(46) わたしの従僕は凄いです
「俺にも会いに来てくださいね。寂しいんで」
驚いてそちらを見やると、エミーリオが手を振っているのが見えた。わたしは眉間に皺を寄せ、頭だけ下げて部屋を出た。
ルチアに会いに来れば、自動的に彼にも会うことになる。
側にいると緊張する相手の側にいるのは辛い。わたしは思わず文句を言った。
「……もう、どうしてあのひととルチアが同じ場所にいるの? どうせならデニーと一緒にしておいてくれれば良かったのに。そうすれば男女別でちょうどいいし」
実際、なぜ丁重に扱うはずが男女一緒に捕らわれているのか。疑問ではあったのだ。
「あー、まあこれから行くところを見ればわかるよ」
「これからって、デニーのいる場所?」
「そう」
パオロは微妙な顔をして言った。良くわからないが、それなら見てみることにしよう、と思って彼の後につづく。
相変わらず石壁の廊下は陰鬱で、ただでさえ寒いのに心まで冷えそうだ。それでも、ときどきすれ違うひとがいるということは、パオロの仲間たちは本当にここで暮らしているのだろう。
大変だな、と思った。
そんな彼らは、通りすがりざまにパオロを見てから、訳知り顔でわたしを見ていく。反応はひとそれぞれで、いかにも冷やかし顔で見ていくひともいれば、疑わしげな顔をするひともいた。

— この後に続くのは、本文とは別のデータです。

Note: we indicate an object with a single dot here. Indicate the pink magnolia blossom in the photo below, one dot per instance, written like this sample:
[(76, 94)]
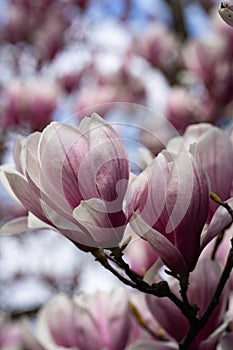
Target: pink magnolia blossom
[(226, 12), (11, 333), (93, 322), (203, 282), (160, 47), (168, 205), (73, 179), (216, 156), (181, 109), (141, 255)]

大抵は若い人たちだったが、たまに中年のひとも混ざる。
男のひとの方が多いのはなんとなく察していたが、女の人もそれなりにいた。
ただ、なんとなく一枚岩という感じはしなくて、やる気に満ちたひともいれば、どことなく後悔しているらしい様子のひともいた。全員、これが犯罪行為だと言うのはきっとわかっているのだろう。
わたしは、彼らを眺めながら、ひとりでもいいからこんなことをするのはやめて欲しいと思った。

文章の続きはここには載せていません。